Once a number of vendors are selected, memorandums of understanding can be scripted that enable vendor access to materials, key members of public sector agencies and special interest groups who would air and then resolve ongoing detailed design and implementation problems, progress status, and the testing of early releases of products.

These group meetings would enable the intended public sector agency customers to be aware of progress and to factor the impending availability of products into their budget cycles.

9. Contractor Management

Contractor management within this type of cooperative arrangement is unique as participation is not really mandatory. The best type of arrangement would be a series of meetings over a period of months wherein vendors could work with public sector agency committees addressing in-progress work, demonstrations, public sector agency development of test data and functional test scenarios, vendor-surfaced anomaly resolutions, central public sector agency development and promulgation of process handbooks, fundamental-process user guides, common process training materials, and the detailed formats for data exchange through the export and import functions.

10. Conformance Testing

The final step is conformance testing. It simply answers the question: How will the public sector agencies know if they received a properly working system? Traditionally, the answer has always been, caveat emptor. To resolve that healthy scepticism, the procuring agencies must develop a set of functional acceptance tests. To be useful, the tests must be valid and comprehensive. The benefits from a comprehensive and valid set of conformance tests is compelling, and include:

• All parties agree-to a minimum essential and testable set of functionality,
• The public sector agency knows that all sold products perform the minimum essential set of functionality,
• The procuring agency procurement costs are reduced because test development and testing is centralized, and
• The for-profit vendor selling costs are reduced because they only have to pass one set of centrally administered tests.

11. Conclusion

The solution proposed in this paper works because it capitalizes on the strengths of the government sector and the private sector, that is,

• A vendor community that has the profit motive to develop, sell, install, and maintain IT systems,
• A public sector central design group that defines, validates through prototyping, and maintains functional requirements, and
• A cooperative conformance testing activity that ensures that all systems sold by the for-profit vendor community conform to the minimal essential functionality.

References

1. The Standish Group. CHAOS: 1998: A Summary Review: 1999. The Standish Group International, Dennis, MA 02638.
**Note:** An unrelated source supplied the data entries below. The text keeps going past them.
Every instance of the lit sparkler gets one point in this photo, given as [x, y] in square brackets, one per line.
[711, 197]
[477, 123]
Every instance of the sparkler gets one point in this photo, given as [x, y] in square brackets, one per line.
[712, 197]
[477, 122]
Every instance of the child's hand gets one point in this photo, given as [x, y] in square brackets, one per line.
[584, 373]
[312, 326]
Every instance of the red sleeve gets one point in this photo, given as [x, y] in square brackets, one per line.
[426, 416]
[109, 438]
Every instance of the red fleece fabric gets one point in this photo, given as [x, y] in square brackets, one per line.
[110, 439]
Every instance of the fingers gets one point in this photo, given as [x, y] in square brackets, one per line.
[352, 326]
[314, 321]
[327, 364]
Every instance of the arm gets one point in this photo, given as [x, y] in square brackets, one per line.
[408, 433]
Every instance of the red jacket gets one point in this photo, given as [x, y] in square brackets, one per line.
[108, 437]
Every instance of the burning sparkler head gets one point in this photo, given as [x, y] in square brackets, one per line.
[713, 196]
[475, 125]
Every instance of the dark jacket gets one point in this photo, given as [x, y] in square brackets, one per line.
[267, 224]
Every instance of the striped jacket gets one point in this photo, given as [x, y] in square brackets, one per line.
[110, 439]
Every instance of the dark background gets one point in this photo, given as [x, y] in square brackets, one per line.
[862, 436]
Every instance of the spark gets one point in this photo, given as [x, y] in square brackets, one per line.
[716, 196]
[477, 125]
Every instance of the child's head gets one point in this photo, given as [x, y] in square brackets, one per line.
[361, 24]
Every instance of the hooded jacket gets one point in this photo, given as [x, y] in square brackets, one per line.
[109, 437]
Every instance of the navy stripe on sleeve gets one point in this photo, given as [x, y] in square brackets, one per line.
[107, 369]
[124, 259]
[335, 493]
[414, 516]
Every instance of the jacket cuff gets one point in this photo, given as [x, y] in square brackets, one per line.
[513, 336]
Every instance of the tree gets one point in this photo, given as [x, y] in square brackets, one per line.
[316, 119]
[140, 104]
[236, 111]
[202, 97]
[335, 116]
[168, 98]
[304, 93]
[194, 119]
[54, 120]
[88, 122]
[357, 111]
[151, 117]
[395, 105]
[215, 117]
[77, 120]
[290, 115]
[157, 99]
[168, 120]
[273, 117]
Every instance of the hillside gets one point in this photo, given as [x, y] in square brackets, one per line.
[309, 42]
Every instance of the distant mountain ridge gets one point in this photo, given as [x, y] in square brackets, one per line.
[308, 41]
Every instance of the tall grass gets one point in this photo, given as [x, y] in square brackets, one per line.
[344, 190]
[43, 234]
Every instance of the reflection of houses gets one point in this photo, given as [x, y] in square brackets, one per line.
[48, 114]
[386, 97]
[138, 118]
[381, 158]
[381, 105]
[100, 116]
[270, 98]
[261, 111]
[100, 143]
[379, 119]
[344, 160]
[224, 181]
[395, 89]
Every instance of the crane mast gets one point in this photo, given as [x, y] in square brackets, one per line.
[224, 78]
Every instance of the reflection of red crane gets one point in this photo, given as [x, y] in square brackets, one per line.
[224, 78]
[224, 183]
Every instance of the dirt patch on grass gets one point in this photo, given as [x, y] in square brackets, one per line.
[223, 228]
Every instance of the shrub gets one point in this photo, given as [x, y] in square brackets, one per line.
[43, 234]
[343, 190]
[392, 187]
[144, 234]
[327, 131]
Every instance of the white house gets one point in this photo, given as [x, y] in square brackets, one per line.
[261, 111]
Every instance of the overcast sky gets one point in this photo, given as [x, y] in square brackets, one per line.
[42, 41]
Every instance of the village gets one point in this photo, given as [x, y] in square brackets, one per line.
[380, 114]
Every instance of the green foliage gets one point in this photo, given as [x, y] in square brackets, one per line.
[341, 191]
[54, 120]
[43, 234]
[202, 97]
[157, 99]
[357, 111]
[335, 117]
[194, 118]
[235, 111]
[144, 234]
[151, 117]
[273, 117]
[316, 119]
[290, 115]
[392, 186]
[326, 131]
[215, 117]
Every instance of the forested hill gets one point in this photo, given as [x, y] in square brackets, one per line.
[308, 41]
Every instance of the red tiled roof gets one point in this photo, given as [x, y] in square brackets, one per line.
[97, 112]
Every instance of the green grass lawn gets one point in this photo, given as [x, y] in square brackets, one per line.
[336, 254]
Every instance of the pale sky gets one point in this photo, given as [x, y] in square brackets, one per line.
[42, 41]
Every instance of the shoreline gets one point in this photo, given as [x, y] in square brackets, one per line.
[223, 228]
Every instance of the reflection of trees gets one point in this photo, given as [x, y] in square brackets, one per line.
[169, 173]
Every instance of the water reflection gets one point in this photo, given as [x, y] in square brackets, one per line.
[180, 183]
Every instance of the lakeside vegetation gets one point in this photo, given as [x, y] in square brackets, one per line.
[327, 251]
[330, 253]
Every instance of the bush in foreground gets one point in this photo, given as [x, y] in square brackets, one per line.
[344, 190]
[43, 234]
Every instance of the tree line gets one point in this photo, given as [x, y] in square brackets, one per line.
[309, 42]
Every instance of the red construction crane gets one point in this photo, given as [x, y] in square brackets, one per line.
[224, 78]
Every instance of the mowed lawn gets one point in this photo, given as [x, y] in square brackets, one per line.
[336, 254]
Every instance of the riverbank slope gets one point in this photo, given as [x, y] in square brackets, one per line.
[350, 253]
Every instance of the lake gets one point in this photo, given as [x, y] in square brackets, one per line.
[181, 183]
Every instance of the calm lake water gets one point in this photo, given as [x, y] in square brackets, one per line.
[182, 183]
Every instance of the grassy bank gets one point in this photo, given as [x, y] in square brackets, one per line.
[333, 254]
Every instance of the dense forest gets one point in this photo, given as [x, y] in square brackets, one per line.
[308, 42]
2. Matson, Eric. Speed Kills (the Competition). Fast Company (August 1996). Page 1. Web: www.fastcompany.com/online/04/speed.html.

3. Strassmann, Paul A. 40 Years of IT History: 1997. Page 6. Web: www.strassmann.com/pubs/datamation1097/index.html

4. Gorman, Michael M. Knowledge Worker Framework: 1999. Web: www.wiscorp.com

5. United States Government Accounting Office. Managing Technology: Best Practices Can Improve Performance and Produce Results,: 1997 (GAO/T-AIMD-97-38). Washington, D.C. (web: www.gao.gov)

6. Strassmann, Paul A. Outsourcing IT: Miracle cure or emetic: 1998. Web: www.strassmann.com/pubs/outsourcing.shtml

7. Matson, Eric. Speed Kills (the Competition). Fast Company (August 1996). Page 3. Web: www.fastcompany.com/online/04/speed.html.